Food packaging was well represented in the DuPont awards winner’s circle, with Exal Corp. and Alcoa’s aluminum bottle technology (top) capturing a Diamond award.


Frito-Lay won Gold for its compostable SunChips bag.

The single-serve market has eluded US winemakers, despite efforts by some of the largest producers. This year, a combination of French technology and American ingenuity conquered the challenge with a sophisticated lidding system and stylish PET glass. In recognition of this accomplishment, the 2010 DuPont awards conferred silver status for innovation on Copa, a brand created by OneGlassWine US, The Dalles, OR.

The French connection is Pascal Carvin, engineer and inventor of a controlled-atmosphere, vacuum-seal filling and lidding system that emulates the gentle handling and purity of an aseptic filler. When he formed OneGlassWine in 2004, Carvin only used specially processed glass in his machine, but last year, he added PET glasses to the mix. Spurring the change was James Martin, an Oregon winemaker who formed a partnership with him in early 2009. Carvin’s largest filling machine was shipped to Oregon and set up at Sunshine Mill in The Dalles. The system has four sealing heads and can fill up to 2,000 units an hour. The mill now doubles as a production facility and a showroom for Carvin’s technology.
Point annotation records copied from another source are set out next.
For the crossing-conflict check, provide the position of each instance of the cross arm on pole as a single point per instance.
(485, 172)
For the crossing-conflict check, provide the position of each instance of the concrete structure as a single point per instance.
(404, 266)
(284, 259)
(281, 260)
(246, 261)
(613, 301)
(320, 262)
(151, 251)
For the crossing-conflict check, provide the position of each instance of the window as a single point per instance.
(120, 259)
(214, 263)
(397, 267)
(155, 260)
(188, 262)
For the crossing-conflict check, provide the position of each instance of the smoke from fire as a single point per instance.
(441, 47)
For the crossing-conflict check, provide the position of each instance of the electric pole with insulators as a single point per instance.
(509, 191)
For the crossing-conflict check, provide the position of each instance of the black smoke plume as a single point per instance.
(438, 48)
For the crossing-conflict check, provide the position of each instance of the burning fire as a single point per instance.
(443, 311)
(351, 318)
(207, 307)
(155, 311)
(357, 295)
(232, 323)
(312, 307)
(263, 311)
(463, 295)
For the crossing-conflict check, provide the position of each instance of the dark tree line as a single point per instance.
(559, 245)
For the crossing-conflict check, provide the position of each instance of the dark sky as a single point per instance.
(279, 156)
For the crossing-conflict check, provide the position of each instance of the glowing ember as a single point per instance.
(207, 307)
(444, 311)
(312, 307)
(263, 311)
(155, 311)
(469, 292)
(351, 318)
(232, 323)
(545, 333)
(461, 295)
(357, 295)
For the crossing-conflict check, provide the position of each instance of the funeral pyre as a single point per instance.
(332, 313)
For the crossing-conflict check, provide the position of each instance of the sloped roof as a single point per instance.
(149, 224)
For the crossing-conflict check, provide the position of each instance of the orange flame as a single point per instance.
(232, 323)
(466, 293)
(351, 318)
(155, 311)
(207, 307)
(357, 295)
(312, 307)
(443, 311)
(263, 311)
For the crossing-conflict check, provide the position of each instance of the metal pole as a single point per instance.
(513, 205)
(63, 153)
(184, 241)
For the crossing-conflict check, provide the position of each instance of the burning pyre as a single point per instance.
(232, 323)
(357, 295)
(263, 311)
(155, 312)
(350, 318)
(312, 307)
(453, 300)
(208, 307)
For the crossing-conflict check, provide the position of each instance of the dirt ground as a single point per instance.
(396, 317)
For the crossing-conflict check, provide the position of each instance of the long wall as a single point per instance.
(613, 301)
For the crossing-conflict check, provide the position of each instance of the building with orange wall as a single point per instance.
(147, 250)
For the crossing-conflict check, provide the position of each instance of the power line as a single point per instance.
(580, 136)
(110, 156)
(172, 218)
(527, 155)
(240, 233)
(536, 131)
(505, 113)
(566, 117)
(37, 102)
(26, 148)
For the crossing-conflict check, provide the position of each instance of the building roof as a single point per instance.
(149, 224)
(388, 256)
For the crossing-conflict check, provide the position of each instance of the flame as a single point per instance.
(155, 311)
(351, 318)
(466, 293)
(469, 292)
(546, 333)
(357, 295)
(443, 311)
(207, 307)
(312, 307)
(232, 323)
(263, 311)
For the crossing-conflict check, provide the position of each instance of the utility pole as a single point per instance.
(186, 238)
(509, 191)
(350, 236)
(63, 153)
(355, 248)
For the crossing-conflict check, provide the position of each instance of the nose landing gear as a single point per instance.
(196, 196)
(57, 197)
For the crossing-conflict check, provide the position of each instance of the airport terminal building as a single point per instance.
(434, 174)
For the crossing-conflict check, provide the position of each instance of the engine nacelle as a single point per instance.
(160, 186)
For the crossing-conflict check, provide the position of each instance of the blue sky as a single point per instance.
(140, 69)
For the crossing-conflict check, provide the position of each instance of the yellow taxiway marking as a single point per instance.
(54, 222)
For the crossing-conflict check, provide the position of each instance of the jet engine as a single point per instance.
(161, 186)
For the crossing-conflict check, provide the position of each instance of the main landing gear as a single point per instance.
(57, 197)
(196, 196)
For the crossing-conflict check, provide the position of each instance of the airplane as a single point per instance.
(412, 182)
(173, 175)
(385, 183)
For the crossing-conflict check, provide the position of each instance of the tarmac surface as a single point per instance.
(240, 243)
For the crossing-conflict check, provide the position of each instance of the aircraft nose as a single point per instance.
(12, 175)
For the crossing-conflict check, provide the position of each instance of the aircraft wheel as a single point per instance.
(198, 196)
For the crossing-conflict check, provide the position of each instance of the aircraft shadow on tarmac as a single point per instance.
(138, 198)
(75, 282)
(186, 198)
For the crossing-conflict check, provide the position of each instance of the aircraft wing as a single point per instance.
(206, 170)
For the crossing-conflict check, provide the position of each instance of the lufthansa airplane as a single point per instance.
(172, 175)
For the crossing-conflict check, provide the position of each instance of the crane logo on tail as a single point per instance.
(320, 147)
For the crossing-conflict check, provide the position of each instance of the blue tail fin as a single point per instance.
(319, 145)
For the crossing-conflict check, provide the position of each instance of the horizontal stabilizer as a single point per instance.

While specially treated glass can be filled, “it’s more challenging, and you have a higher failure rate” with lids that are not airtight, says Martin. “PET is a much greener way to go.” He spent last year developing a 38-gram cup with a rim more typical of a wine glass than a conventional PET glass. “No tooling in the world existed for this type of plastic,” Martin explains. He worked with Resilux America LLC to create the mold. “The rim and thicker walls that make the glass feel more substantial in the hand is critical for a quality wine experience.” He also worked with a German firm to develop a screened printing process to print directly on the plastic’s curved surface, using UV inks and a multi-color process.

Oregon start-up Copa di Vino won Silver for its single-serve PET wine glass.

The result is the Copa cup, a 6.3-oz./187ml serving of wines a few notches above the 187ml splits that air travelers know. Martin is filling glasses with his own wine, but other Oregon winemakers are interested in having their products in the high-barrier Copa cups, as well. “We’re a copacker with a mission,” he says. “We want to see more premium products in this package.”

Food and beverage containers garnered half of this year’s 16 DuPont awards. Innovation, sustainability and waste reduction were the judging criteria. Top honors went to Exal Corp., developer of high-speed coil-to-can (C2C) aluminum-bottle shaping technology, and Alcoa Rigid Packaging, supplier of the 3000 series alloy used in the process. While other aluminum bottles are extruded from slugs, C2C forms bottles from heavy-grade sheets, reducing finished weight by about a third, according to Ed Martin, Exal’s business development manager, and bringing cost in line with PET bottles. Eska water was the first all-aluminum C2C application (“Lifestyle-specific containers,” Food Engineering, April 2010). A crown version from Montreal’s Blue Spike Beverages Inc. preceded it for Octane 7.0, a high-octane alcohol-and-caffeine beverage.

PepsiCo received a gold award for a fully compostable bag for SunChips. The film is made from starch-based polylactic acid resin. Frito-Lay added compostable adhesive and an inner oxygen barrier this year. The bags break down in a compost pile in 12-15 weeks.

Other food packaging winners include Coca-Cola Co. for a PET container with up to 30 percent plant-based resins that can be recycled with petroleum-based PET; Sealed Air’s Cryovac division for anti-fog shrink film for MAP packages and a Grip & Tear feature for vacuum shrink bags; Berry Plastics and Rexam for shelf-stable, single-serve Healthy Choice packaging; and Kellogg Co. and Positive Packaging-India for a metalized film laminate to address moisture barrier and off-gassing issues with cornflakes.